Key considerations when selecting a video compression algorithm: Part 2

A comparison between H.264, MJPEG and other common compression schemes for surveillance video

There are two characteristics of lighting that need to be considered when selecting a video compression algorithm; the first is the amount of change in light over time. For static lighting scenes, H.264 can offer excellent efficiencies over MJPEG with minimal image degradation. Scenes where the light is changing, like outdoor scenes, can present some challenges for H.264. Similar to rain and snow, changing light -- whether headlights in the field of view or clouds passing in front of the sun -- can represent large frame-to-frame scene changes. H.264 cameras will respond to this by increasing the bandwidth, in some cases exponentially, and all but the highest broadcast quality HDTV cameras like those found in professional sports will degrade the image quality noticeably.

The other characteristic of lighting that will have an impact is low light. When lighting decreases, cameras have to amplify signals to try and reproduce the image. Anytime you amplify a signal, you introduce noise. For those of you old enough to remember TV before cable, weak TV signals meant a lot of noise or "snow". Today it is no different.
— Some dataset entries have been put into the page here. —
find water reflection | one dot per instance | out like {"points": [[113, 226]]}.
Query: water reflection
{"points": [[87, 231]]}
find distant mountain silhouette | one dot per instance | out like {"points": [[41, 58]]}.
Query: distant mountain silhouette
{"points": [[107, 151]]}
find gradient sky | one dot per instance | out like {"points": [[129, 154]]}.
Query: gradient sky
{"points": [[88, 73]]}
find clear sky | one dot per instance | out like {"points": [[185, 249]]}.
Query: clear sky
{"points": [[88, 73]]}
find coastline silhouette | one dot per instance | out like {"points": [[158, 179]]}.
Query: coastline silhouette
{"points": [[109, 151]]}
While more mature companies are very effective at reducing low-light noise in the camera, at some point it will happen and when this occurs, it behaves exactly like real snow.

Overall, a temporal compression scheme such as H.264 will serve to compound the problems associated with video degradation and bandwidth increases in low-light environments. MJPEG compression can also produce slight increases in bandwidth as it tries to compress video with this additional overall noise but the variability will be much less pronounced. Some of the negative impacts seen in lower-light conditions with H.264 encoding can be mitigated by specifying a day/night camera (one with a removable IR cut filter) rather than a standard camera. Negative impacts may also be reduced by decreasing the sharpness setting of the camera, although this will also make the overall video less crisp during regular lighting conditions.

5. Scene Motion [Video Environment]

Scene motion, or the amount of motion within the field of view, is one of the most important elements to take into account when selecting a video compression algorithm. H.264 and MPEG-4 are what called temporal compression schemes. If you remember your Star Trek episodes, you will recall that the term temporal refers to time. With H.264 compression, the more things change over time, (i.e. motion in the field of view) the more difficult it is to compress the video while maintaining high quality and minimizing bandwidth and storage.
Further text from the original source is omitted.